• Clarifications of financial conditions requested by the Ethics Committee • Language added regarding publication of negative results • Addition of a section on biobank • Clarification of minor study procedures

• Change in Sponsor from Metazym to Shire HGT • Change in protocol number from rhASA-05 to HGT-MLD-049 • Change in medical monitor and legal representative • All sponsor contact information was updated to reflect the acquisition of Metazym by Shire Human Genetic Therapies, Inc., on 04 June 2008. • The product name changed from Metazym to Shire product code: HGT-1111. • The title of the study was changed to clarify that the study was an extension study and not a compassionate use study and to reflect the new product name. • Subjects who had safely tolerated their HGT-1111 infusions were given the option of receiving subsequent infusions at an infusion site in their home country, once the necessary approvals were obtained.
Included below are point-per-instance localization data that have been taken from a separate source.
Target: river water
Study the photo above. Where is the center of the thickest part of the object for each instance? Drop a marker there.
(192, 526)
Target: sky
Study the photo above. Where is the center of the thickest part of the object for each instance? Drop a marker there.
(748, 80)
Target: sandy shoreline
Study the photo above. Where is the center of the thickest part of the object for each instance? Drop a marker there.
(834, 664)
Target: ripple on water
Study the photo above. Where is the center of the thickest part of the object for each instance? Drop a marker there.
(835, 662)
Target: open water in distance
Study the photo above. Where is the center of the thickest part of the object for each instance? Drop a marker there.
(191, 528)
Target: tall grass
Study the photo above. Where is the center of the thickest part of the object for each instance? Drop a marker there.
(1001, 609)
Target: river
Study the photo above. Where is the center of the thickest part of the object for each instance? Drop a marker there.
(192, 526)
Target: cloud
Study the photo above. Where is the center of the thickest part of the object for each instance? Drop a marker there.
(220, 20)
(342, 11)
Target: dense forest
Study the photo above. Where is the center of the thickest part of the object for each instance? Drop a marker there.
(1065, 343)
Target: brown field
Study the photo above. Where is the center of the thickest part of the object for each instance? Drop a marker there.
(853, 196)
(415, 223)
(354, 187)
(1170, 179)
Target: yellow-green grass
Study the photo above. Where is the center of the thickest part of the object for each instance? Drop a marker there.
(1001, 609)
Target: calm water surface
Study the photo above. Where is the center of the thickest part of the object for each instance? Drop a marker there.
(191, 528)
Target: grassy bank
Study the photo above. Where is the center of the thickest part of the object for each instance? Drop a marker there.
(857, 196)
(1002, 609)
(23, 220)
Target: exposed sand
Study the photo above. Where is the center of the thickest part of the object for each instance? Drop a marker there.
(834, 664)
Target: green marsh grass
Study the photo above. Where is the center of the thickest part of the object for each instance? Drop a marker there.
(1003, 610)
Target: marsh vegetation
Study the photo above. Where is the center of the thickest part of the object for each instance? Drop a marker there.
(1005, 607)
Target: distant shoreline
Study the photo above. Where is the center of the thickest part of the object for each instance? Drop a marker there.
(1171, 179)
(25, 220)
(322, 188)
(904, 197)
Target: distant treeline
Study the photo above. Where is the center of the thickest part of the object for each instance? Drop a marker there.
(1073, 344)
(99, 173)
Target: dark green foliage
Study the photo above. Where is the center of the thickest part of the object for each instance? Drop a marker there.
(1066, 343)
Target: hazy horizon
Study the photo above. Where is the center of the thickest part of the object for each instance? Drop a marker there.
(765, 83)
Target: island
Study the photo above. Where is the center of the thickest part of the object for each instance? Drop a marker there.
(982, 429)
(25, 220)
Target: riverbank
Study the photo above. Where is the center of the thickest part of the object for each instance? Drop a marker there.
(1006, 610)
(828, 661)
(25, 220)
This amendment adapted the relevant language for the inclusion of those countries. • As the focus of the study was to provide continued access of HGT-1111 treatment to subjects who completed study HGT-MLD-048 (formerly study rhASA-03), a number of assessments were eliminated, including gross motor function classification, concentration of neurofilament protein, glial fibrillary acidic protein, tau protein in cerebrospinal fluid, concentration of serum chitotriosidase, diffuser tensor imaging, Loes score, Somatosensory Evoked Potential (SSEP), and nerve conduction and electromyography. • The frequency of anti-rhASA antibody testing was changed from every other week to every 6 weeks plus week 26. • The frequency of hematology, routine serum chemistry and urinalysis assessments was increased to include assessments every 6 weeks as well as the original 26 week assessment. • The format of the protocol, all introductory text, protocol section numbers, most administrative text and adverse event reporting language were updated to reflect the current standard of care and Shire’s document template and standards. • The concentration of the investigational product was changed from milligram per milliliter (mg/mL) to U/mL.

The protocol was amended to clarify that the concentration of investigational medicinal product ((IMP), HGT-1111 for IV infusion) would be as indicated on the label, with dosing instructions included as a package insert with each shipment of IMP.